当時、彼らは、観客の前でのライヴは長い間やっておらず、久しぶりにやることについては非常にナーヴァスになっていたと思います。また、前期の頃に比べて楽曲がずっと複雑になっていて、ライヴで演奏するのも難しくなっていました。

果たしてアイドルの頃のように演奏ができるかどうか、しかも、アイドルの頃は観客の絶叫にかき消されて、演奏自体はほとんど聴こえませんでした。

しかし、アーティストとなった今では、観客も落ち着きを取り戻し、静かに彼らの演奏を聴くことになります。そこで天下のビートルズが失敗するわけにはいきません。おまけに彼らの人間関係は、最悪になっていました。悪条件だらけで彼らが躊躇(ちゅうちょ)したのも当然でしょう。

ところが、ビルの屋上なら、観客は彼らの目には見えません。「ライヴをやる」「観客の視線というプレッシャーから逃れる」という相矛盾するテーマをクリアするために、屋上でのゲリラ・ライヴはうってつけでした。たとえ、市民がサウンドを聴きつけて近寄ろうとしても、屋上ではどうしようもありません。せいぜい近くのビルの屋上に登るのが関の山ですし、実際そうした人が何人かいました。

(3)There is still a light that shines on me

On the roof waiting On Apple rooftop before the stage was ready in January 1969... Paul, Ringo, Mal, Glyn Johns and Director Michael Lindsay-Hogg.

パーソンズの記憶によると、アップルにスタジオを移してから、ふとポールが「ビルの屋上でライヴをやらないか?」と提案し、それが一気に広まったとのことです。これがエアプレインにヒントを得たものかは分かりません。

いずれにせよ、ホッグの発案ではなかったようです。どうやら、バタバタと決まった感じですね。

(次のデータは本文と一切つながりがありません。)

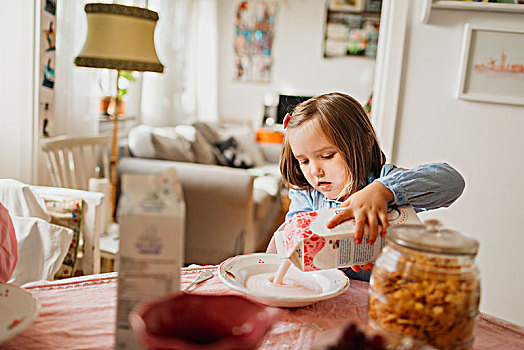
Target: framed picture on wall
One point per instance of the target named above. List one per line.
(492, 66)
(348, 5)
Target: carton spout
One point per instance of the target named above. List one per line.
(307, 242)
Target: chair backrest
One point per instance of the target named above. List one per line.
(73, 159)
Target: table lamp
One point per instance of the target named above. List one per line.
(122, 38)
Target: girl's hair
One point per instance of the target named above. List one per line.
(346, 125)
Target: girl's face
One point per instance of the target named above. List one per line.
(320, 161)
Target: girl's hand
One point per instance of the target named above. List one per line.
(367, 206)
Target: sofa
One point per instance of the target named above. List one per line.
(231, 184)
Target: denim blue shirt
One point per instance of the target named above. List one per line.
(425, 187)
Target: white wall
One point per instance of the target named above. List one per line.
(298, 68)
(16, 90)
(484, 141)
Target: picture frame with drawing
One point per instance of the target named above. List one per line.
(492, 65)
(347, 5)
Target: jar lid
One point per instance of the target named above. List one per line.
(431, 238)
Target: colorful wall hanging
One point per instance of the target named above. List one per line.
(47, 66)
(254, 25)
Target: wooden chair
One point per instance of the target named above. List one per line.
(73, 159)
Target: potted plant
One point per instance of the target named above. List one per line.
(107, 101)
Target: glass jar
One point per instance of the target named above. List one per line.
(426, 285)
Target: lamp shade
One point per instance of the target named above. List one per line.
(120, 37)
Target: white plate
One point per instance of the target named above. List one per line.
(234, 271)
(19, 310)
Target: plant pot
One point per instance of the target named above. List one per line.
(107, 106)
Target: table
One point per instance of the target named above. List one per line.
(79, 313)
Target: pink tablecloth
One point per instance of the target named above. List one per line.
(79, 313)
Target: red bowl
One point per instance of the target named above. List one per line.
(191, 321)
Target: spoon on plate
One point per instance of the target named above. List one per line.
(204, 276)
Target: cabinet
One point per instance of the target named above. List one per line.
(351, 28)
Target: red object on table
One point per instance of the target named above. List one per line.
(79, 313)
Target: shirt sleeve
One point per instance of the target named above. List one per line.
(425, 187)
(300, 201)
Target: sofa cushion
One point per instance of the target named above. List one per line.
(208, 131)
(140, 143)
(247, 144)
(42, 248)
(203, 151)
(172, 147)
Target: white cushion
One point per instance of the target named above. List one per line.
(41, 249)
(140, 143)
(20, 200)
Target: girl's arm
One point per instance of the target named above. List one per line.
(425, 187)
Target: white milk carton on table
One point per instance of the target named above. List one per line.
(151, 219)
(310, 245)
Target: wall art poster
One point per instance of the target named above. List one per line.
(492, 67)
(254, 25)
(46, 92)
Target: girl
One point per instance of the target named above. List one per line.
(331, 157)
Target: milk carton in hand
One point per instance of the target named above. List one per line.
(310, 245)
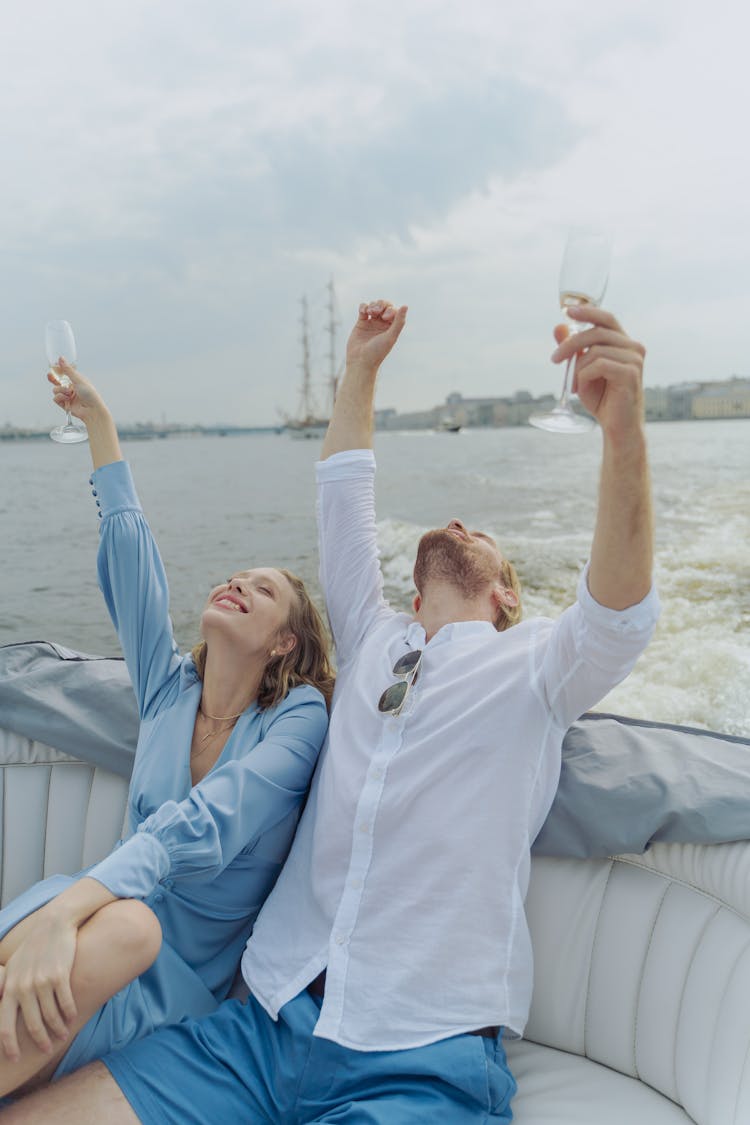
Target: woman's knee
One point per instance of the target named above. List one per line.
(134, 929)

4人の険悪なムードをそのまま反映して、スタジオでの撮影シーンは気が滅入るような陰鬱なものになっていました。それが屋外、しかもビルの屋上となると、一気に解放された気分になります。これをラストのハイライトシーンに持ってくれば、映画を盛り上げてエンディングを迎えられるかもしれないと考えたとしてもおかしくはありません。